Tout part de deux éléments qui se complètent, un corps gras que l’on foisonne et un sucre déjà très riche. D’abord, la crème entière battue retient les bulles d’air et signe le moelleux. Ensuite, la confiture de lait (à défaut, du lait concentré sucré) sucre la préparation et lui donne son liant sirupeux. Surtout, ce sucre en quantité empêche l’eau de figer en gros cristaux, ce qui explique la texture lisse, proche d’une crème glacée classique, obtenue sans baratter. Fait maison, ce dessert se passe en prime des épaississants et arômes des bacs industriels, et laisse doser le sucre à sa main.

Les ingrédients de la glace vanille sans sorbetière

Pour 4 à 6 personnes.

  • 400 à 500 ml de crème liquide entière à 30 % de MG minimum, bien froide
  • 160 à 200 g de confiture de lait ou de lait concentré sucré
  • 1 gousse de vanille grattée ou quelques gouttes d’extrait naturel (facultatif)

Les étapes, de la crème fouettée bien froide au bac au congélateur

  1. Glisser une dizaine de minutes au congélateur le bol, les fouets et la crème elle-même, le froid facilitant une chantilly bien ferme.
  2. Monter cette crème glacée au fouet jusqu’à ce qu’elle devienne dense et mousseuse, comme une chantilly bien ferme, en y mêlant au passage la vanille si on l’utilise.
  3. Détendre à part la confiture de lait pour l’assouplir.
  4. L’ajouter à la chantilly en plusieurs fois, à la maryse et en soulevant la masse du bas vers le haut, sans jamais fouetter pour garder tout l’air.
  5. Débarrasser dans une boîte hermétique et laisser prendre au froid. La texture se tient déjà après 1 à 2 heures, mais une glace vraiment ferme demande plutôt 4 à 6 heures.

Bien monter la crème et incorporer le sucré sans casser la mousse

Le geste décisif tient à la délicatesse. Une crème très froide monte plus vite et plus haut, d’où le passage du bol et des fouets au congélateur avant de commencer. Ensuite, une fois la chantilly ferme, le sucré s’ajoute par petites touches et se mêle à la maryse, en soulevant la préparation plutôt qu’en la battant. Fouetter à ce stade ferait retomber l’air incorporé et donnerait une glace dense, bien moins fondante en bouche.
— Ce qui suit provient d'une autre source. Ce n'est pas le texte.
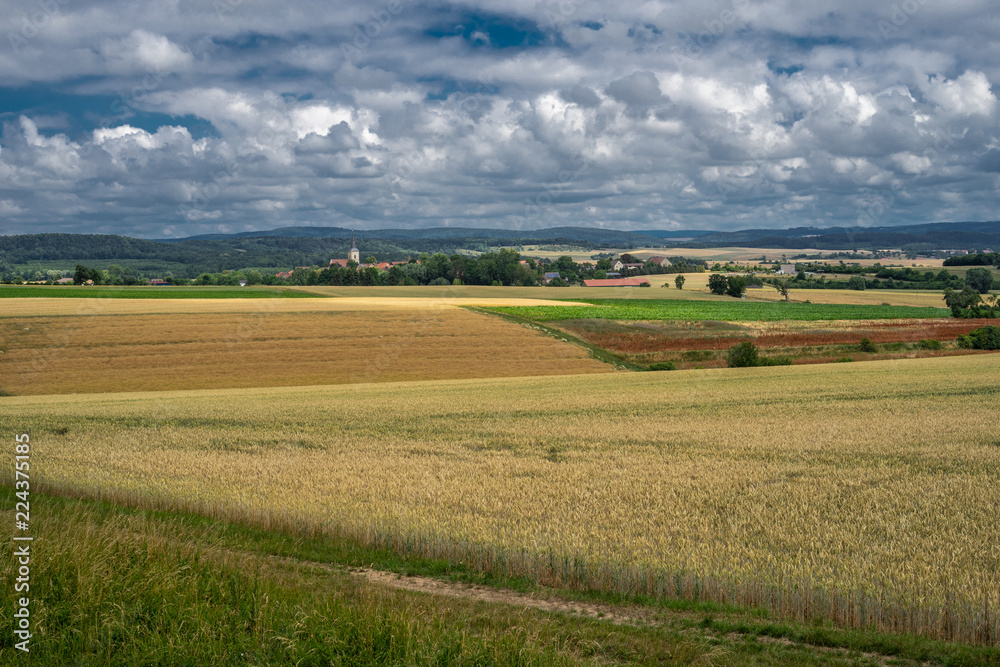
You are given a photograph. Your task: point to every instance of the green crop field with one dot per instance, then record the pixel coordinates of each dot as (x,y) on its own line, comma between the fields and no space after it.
(147,292)
(732,311)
Décliner la base et la conserver sans risque

À partir de ce socle, les variantes s’enchaînent sans compliquer la recette. D’abord, une pointe de vanille, en gousse grattée ou en extrait naturel, mêlée au sucré avant l’incorporation, installe une note franche. Côté fruits, façon nice cream, de la purée de fraise ou de banane bien égouttée se glisse dans la masse au moment de débarrasser. Enfin, pour une dégustation plus légère, quelques quenelles servies en verrine, nappées d’un coulis maison ou réveillées d’un filet de citron, tempèrent le sucre.

Côté conservation, elle se garde une à deux semaines au congélateur, à l’abri dans une boîte fermée. Une glace qui a déjà fondu ne repasse jamais au froid, et un court retour à température ambiante avant le service lui rend tout son moelleux.